Nesta quarta-feira, das 14 às 16h, os cerca de 600 delegados de Pernambuco cruzam os braços. Neste período, as delegacias do estado não vão atender nem mesmo os casos de flagrante, que deverão ficar retidos até o final da mobilização. De acordo com o presidente da Associação dos Delegados de Pernambuco (Adepe), Adalberto Freire, o ato acontece em todo o país com dois objetivos: demonstrar apoio à greve dos policiais civis de São Paulo e sensibilizar os deputados federais para a aprovação da Proposta de Emenda Constitucional (PEC) 549.

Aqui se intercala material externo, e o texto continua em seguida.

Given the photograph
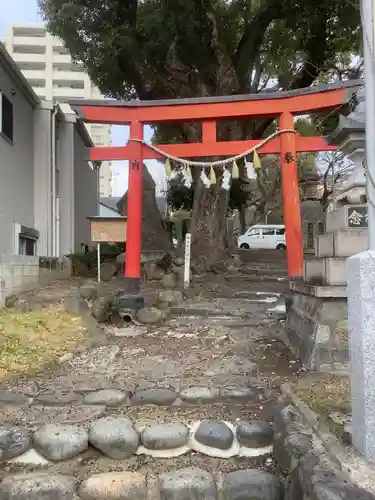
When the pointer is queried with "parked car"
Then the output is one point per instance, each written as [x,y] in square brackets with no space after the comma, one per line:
[263,236]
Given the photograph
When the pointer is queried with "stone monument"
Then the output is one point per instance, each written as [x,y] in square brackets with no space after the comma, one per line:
[317,305]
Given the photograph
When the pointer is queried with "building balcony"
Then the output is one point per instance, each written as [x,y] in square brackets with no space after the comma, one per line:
[29,59]
[61,58]
[66,93]
[34,75]
[29,41]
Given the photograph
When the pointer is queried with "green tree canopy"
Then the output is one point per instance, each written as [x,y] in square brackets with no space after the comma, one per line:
[154,49]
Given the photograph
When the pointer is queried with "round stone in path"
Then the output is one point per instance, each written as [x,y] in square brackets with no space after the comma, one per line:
[158,396]
[165,437]
[187,484]
[59,442]
[114,486]
[252,484]
[115,437]
[13,441]
[199,394]
[254,434]
[240,394]
[38,486]
[214,434]
[108,397]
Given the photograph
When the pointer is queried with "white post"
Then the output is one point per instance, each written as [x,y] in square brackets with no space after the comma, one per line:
[98,256]
[361,276]
[187,260]
[367,13]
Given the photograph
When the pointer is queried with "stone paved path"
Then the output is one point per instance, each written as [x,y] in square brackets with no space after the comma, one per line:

“Esta paralisação nacional atende ao chamado da Associação dos Delegados de Polícia do Brasil, sediada em Brasília. Não há conotação política local. É uma orientação nacional em solidariedade aos colegas de São Paulo e pelo andamento da PE que deve ser submetida a aprovação no inicio de novembro , trazendo a reinclusão do cargo de delegado de polícia na carreira jurídica, como era antes da Constituição de 1988", explicou Freire.
No Recife, a mobilização se concentra em frente à sede da Adepe, na rua Aurora. Com faixas instaladas no prédio, os delegados pretendem acompanhar o movimento no resto do país e, ao final do dia, realizar um balanço da adesão ao movimento para encaminhar à associação nacional. “Vamos exigir uma solução imediata para a PEC e para o pleito dos grevistas de São Paulo”.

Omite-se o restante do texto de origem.